Corporações de Ofício – Iniciam a transição da economia doméstica para a economia de
consumo primário. A fuga do homem do campo, onde o poder dos nobres era quase absoluto,
concentrou as populações nas cidades, principalmente os que conseguiam se manter livres. A
identidade de profissão aproximou alguns homens, dando origem às Corporações de Ofício.

Revolução Industrial
Vários acontecimentos ou fatos tecnológicos, econômicos, jurídicos, políticos e sociais
ocorreram na Europa – principalmente na Inglaterra e na França - no espaço aproximado de cem
anos, entre o início dos séculos XVIII e XIX.

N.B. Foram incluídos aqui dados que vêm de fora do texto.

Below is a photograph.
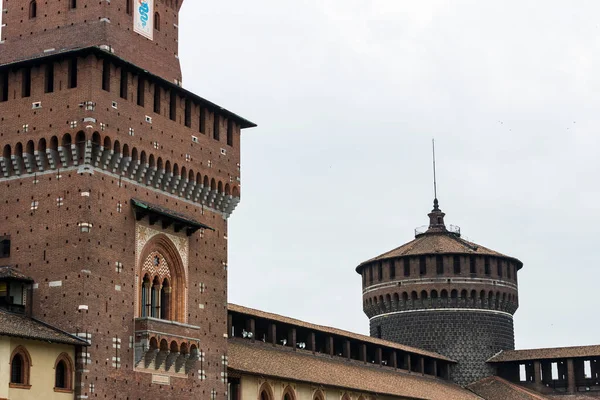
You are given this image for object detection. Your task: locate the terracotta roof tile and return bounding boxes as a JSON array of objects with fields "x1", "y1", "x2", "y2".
[
  {"x1": 356, "y1": 232, "x2": 523, "y2": 271},
  {"x1": 228, "y1": 303, "x2": 456, "y2": 362},
  {"x1": 228, "y1": 339, "x2": 480, "y2": 400},
  {"x1": 488, "y1": 345, "x2": 600, "y2": 362},
  {"x1": 0, "y1": 310, "x2": 88, "y2": 346},
  {"x1": 467, "y1": 376, "x2": 548, "y2": 400}
]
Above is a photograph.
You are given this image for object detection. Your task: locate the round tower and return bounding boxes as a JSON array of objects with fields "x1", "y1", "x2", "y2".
[{"x1": 356, "y1": 199, "x2": 523, "y2": 385}]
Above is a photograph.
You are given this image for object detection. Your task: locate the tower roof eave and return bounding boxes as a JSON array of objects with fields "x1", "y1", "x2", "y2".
[{"x1": 356, "y1": 232, "x2": 523, "y2": 274}]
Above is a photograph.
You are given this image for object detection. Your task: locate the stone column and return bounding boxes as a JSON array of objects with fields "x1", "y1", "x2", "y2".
[
  {"x1": 267, "y1": 322, "x2": 277, "y2": 346},
  {"x1": 288, "y1": 328, "x2": 297, "y2": 351},
  {"x1": 358, "y1": 344, "x2": 367, "y2": 364},
  {"x1": 533, "y1": 361, "x2": 542, "y2": 385},
  {"x1": 567, "y1": 358, "x2": 576, "y2": 393}
]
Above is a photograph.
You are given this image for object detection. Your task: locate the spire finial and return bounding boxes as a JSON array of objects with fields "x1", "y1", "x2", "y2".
[
  {"x1": 431, "y1": 139, "x2": 437, "y2": 208},
  {"x1": 427, "y1": 139, "x2": 446, "y2": 232}
]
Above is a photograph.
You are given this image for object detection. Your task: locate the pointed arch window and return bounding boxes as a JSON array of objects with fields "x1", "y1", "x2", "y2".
[
  {"x1": 54, "y1": 353, "x2": 73, "y2": 393},
  {"x1": 9, "y1": 346, "x2": 31, "y2": 389},
  {"x1": 154, "y1": 12, "x2": 160, "y2": 31},
  {"x1": 138, "y1": 245, "x2": 186, "y2": 322},
  {"x1": 29, "y1": 0, "x2": 37, "y2": 19}
]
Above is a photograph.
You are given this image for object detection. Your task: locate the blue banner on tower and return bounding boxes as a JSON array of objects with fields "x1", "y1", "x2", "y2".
[{"x1": 133, "y1": 0, "x2": 154, "y2": 40}]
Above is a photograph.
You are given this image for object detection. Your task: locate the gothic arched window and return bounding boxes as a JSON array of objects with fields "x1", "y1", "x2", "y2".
[
  {"x1": 29, "y1": 0, "x2": 37, "y2": 19},
  {"x1": 154, "y1": 12, "x2": 160, "y2": 31},
  {"x1": 9, "y1": 346, "x2": 31, "y2": 388},
  {"x1": 137, "y1": 235, "x2": 187, "y2": 323},
  {"x1": 54, "y1": 353, "x2": 73, "y2": 393}
]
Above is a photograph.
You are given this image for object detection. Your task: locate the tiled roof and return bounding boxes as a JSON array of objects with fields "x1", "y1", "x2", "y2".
[
  {"x1": 228, "y1": 303, "x2": 456, "y2": 362},
  {"x1": 0, "y1": 265, "x2": 33, "y2": 282},
  {"x1": 467, "y1": 376, "x2": 548, "y2": 400},
  {"x1": 0, "y1": 310, "x2": 88, "y2": 346},
  {"x1": 131, "y1": 198, "x2": 214, "y2": 233},
  {"x1": 488, "y1": 345, "x2": 600, "y2": 362},
  {"x1": 356, "y1": 232, "x2": 523, "y2": 272},
  {"x1": 228, "y1": 339, "x2": 480, "y2": 400}
]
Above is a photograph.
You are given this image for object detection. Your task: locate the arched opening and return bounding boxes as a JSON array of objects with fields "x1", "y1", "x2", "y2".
[
  {"x1": 75, "y1": 131, "x2": 86, "y2": 163},
  {"x1": 141, "y1": 274, "x2": 151, "y2": 318},
  {"x1": 54, "y1": 361, "x2": 67, "y2": 389},
  {"x1": 29, "y1": 0, "x2": 37, "y2": 19},
  {"x1": 282, "y1": 386, "x2": 296, "y2": 400},
  {"x1": 154, "y1": 12, "x2": 160, "y2": 31},
  {"x1": 150, "y1": 276, "x2": 160, "y2": 318},
  {"x1": 54, "y1": 353, "x2": 74, "y2": 392},
  {"x1": 10, "y1": 346, "x2": 31, "y2": 387},
  {"x1": 160, "y1": 278, "x2": 171, "y2": 319},
  {"x1": 138, "y1": 234, "x2": 187, "y2": 323},
  {"x1": 258, "y1": 382, "x2": 275, "y2": 400}
]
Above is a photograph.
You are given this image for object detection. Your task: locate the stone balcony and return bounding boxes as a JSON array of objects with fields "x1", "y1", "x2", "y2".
[{"x1": 134, "y1": 318, "x2": 202, "y2": 377}]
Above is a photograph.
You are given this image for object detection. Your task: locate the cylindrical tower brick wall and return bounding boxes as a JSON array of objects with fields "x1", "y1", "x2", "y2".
[{"x1": 356, "y1": 200, "x2": 523, "y2": 385}]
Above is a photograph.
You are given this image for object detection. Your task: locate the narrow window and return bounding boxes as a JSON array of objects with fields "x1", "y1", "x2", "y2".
[
  {"x1": 160, "y1": 279, "x2": 171, "y2": 319},
  {"x1": 54, "y1": 353, "x2": 73, "y2": 392},
  {"x1": 54, "y1": 361, "x2": 67, "y2": 389},
  {"x1": 419, "y1": 256, "x2": 427, "y2": 275},
  {"x1": 102, "y1": 60, "x2": 110, "y2": 92},
  {"x1": 404, "y1": 257, "x2": 410, "y2": 276},
  {"x1": 169, "y1": 90, "x2": 177, "y2": 121},
  {"x1": 120, "y1": 68, "x2": 128, "y2": 99},
  {"x1": 185, "y1": 99, "x2": 192, "y2": 128},
  {"x1": 138, "y1": 76, "x2": 146, "y2": 107},
  {"x1": 154, "y1": 83, "x2": 160, "y2": 114},
  {"x1": 213, "y1": 113, "x2": 221, "y2": 140},
  {"x1": 68, "y1": 58, "x2": 77, "y2": 89},
  {"x1": 44, "y1": 63, "x2": 54, "y2": 93},
  {"x1": 29, "y1": 0, "x2": 37, "y2": 19},
  {"x1": 0, "y1": 71, "x2": 8, "y2": 101},
  {"x1": 154, "y1": 12, "x2": 160, "y2": 31},
  {"x1": 10, "y1": 346, "x2": 31, "y2": 387},
  {"x1": 227, "y1": 120, "x2": 233, "y2": 146},
  {"x1": 21, "y1": 68, "x2": 31, "y2": 97},
  {"x1": 0, "y1": 237, "x2": 10, "y2": 258},
  {"x1": 453, "y1": 256, "x2": 460, "y2": 275},
  {"x1": 10, "y1": 353, "x2": 25, "y2": 384},
  {"x1": 198, "y1": 108, "x2": 206, "y2": 133}
]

Fatos tecnológicos - Destacam-se as invenções ou o desenvolvimeto da máquina de fiar, a
fundição do ferro em aço, o tear mecânico, a máquina a vapor e dos navios. Primeiro houve a
retração dos empregos depois a expansão, porém com salários baixos, como ocorre na
robotização, nos dias de hoje.

Fatos Econômicos - Transformação da economia de consumo primário para a economia de
consumo de massa, com um vasto mercado necessitando de bens.

Fatos Jurídicos - Surgimento de contrato de trabalho subordinado: o homem livre do campo,
fugindo do absolutismo dos senhores feudais, só possuía para sobreviver e se alimentar a sua
força de trabalho; então, a vendia a quem se dispusesse a pagar por ela, que adquiria o direito de
determinar o que e como fazer. Esta condição, bem como a natureza alimentar do salário e o
poder de comando do empregador, foram fatos básicos na formação do Direito do Trabalho e das
Modernas Relações do Trabalho.

Fatos Políticos - A classe capitalista almeja o poder na sociedade e dentro da Doutrina Liberal,
se contrapondo ao absolutismo dos senhores feudais, prega que a liberdade com fraternidade
geraria a igualdade e que todos, através do voto, poderiam exercer o poder.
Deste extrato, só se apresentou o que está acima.